On August 7, 2022, Call was claimed off waivers by the Washington Nationals. On August 19, he hit his first career major league home run, a two-run shot off of San Diego Padres closer Josh Hader. On September 8, he had four hits in five at bats, including a three-run home run, and five RBI in the Nationals 11–6 win over the St. Louis Cardinals. In 35 games for Washington, he had a slash line of .245/.330/.441 with five home runs and 13 RBI.

Call played in 128 games for the Nationals in 2023, hitting .200/.307/.307 with eight home runs, 38 RBIs, and nine stolen bases. He was optioned to the Triple–A Rochester Red Wings to begin the 2024 season, where he hit .222 with 11 homers and 52 RBI in 75 games. In 30 games with the Nationals he hit .343/.425/.525 with three home runs, 14 RBIs, and five stolen bases.

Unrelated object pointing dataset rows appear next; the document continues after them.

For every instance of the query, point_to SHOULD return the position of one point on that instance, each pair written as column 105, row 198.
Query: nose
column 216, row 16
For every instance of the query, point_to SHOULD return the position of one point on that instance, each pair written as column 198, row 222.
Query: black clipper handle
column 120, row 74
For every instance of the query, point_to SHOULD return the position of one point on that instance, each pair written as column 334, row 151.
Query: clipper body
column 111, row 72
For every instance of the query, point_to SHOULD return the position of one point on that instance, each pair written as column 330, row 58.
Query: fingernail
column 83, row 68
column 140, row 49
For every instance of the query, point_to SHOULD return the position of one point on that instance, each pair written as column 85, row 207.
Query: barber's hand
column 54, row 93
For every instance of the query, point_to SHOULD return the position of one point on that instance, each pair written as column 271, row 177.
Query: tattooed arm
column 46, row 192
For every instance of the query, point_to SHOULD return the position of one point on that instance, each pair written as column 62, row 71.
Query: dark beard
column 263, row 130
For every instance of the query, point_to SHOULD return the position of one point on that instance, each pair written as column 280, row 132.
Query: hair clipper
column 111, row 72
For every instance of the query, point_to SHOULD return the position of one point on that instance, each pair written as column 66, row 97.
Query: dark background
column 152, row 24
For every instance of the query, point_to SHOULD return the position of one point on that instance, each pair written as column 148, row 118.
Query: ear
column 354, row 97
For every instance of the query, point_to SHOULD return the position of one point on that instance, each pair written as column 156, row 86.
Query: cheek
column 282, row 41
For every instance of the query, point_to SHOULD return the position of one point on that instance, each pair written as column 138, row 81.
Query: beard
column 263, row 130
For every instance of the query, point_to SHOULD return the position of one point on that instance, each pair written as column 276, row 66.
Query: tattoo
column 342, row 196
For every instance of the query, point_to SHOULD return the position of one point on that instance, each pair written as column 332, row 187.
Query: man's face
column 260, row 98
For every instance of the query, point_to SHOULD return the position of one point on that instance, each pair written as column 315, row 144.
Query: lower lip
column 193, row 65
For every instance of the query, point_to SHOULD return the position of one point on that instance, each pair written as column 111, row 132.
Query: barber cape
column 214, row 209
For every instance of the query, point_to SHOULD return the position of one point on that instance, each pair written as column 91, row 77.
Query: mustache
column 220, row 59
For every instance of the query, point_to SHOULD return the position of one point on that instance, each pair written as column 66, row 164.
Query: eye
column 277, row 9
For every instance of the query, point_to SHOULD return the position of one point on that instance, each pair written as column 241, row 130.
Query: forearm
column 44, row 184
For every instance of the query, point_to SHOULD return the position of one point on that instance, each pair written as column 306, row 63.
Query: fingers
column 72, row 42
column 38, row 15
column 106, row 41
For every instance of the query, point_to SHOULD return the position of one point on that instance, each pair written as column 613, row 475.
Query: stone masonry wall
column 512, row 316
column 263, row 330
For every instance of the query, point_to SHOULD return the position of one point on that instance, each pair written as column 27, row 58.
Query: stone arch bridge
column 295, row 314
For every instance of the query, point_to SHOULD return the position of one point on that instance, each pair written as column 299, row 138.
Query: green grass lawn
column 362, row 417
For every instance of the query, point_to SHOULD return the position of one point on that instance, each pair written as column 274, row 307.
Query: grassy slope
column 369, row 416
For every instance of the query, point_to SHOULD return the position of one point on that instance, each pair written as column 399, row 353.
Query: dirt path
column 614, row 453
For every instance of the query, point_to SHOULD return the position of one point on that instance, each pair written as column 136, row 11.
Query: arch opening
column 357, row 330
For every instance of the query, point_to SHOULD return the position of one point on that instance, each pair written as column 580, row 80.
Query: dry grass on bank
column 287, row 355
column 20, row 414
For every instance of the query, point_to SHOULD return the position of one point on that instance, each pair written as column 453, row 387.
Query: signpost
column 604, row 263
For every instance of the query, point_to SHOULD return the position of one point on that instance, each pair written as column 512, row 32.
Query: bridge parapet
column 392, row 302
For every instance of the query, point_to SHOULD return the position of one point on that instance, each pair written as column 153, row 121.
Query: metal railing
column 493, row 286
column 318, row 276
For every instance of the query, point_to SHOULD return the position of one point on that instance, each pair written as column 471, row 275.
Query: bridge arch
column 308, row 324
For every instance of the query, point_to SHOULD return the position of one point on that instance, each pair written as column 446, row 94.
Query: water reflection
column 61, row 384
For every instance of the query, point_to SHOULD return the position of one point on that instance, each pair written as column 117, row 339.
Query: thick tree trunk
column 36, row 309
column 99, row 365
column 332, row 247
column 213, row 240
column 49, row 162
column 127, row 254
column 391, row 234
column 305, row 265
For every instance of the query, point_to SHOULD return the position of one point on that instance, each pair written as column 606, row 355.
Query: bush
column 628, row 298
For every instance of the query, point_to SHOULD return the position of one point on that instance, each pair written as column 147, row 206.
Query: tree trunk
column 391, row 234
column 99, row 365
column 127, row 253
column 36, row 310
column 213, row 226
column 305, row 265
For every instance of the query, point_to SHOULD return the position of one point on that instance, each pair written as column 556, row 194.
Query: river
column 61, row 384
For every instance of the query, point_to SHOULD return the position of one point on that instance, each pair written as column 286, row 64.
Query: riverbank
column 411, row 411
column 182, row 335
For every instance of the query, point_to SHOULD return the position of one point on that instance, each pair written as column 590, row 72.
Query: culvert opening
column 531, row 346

Call returned to the Nationals in 2025, playing in 72 games and hitting .274 with three home runs and 26 RBI.

=== Los Angeles Dodgers ===
On July 31, 2025, the Nationals traded Call to the Los Angeles Dodgers in exchange for Sean Paul Liñan and Eriq Swan. He played in 38 games for the Dodgers (primarily as the right handed part of a platoon with Michael Conforto) and batted .247 with two home runs and five RBI.

Call appeared in seven games in the 2025 postseason. He appeared as a pinch-hitter in the seventh inning of the first game of the Wild Card Series and hit an RBI single; He started two games in the Division Series and had two hits in two at-bats with two walks before being replaced in each game; he had one at-bat in the National League Championship Series. In the 2025 World Series, he pinch-hit for Andy Pages in the 13th inning of the 18-inning third game and wound up with one hit in three at-bats in the game; in Game 4, he was hitless in two at-bats after also replacing Pages; and he started Game 5 and was hitless in two at-bats with one walk.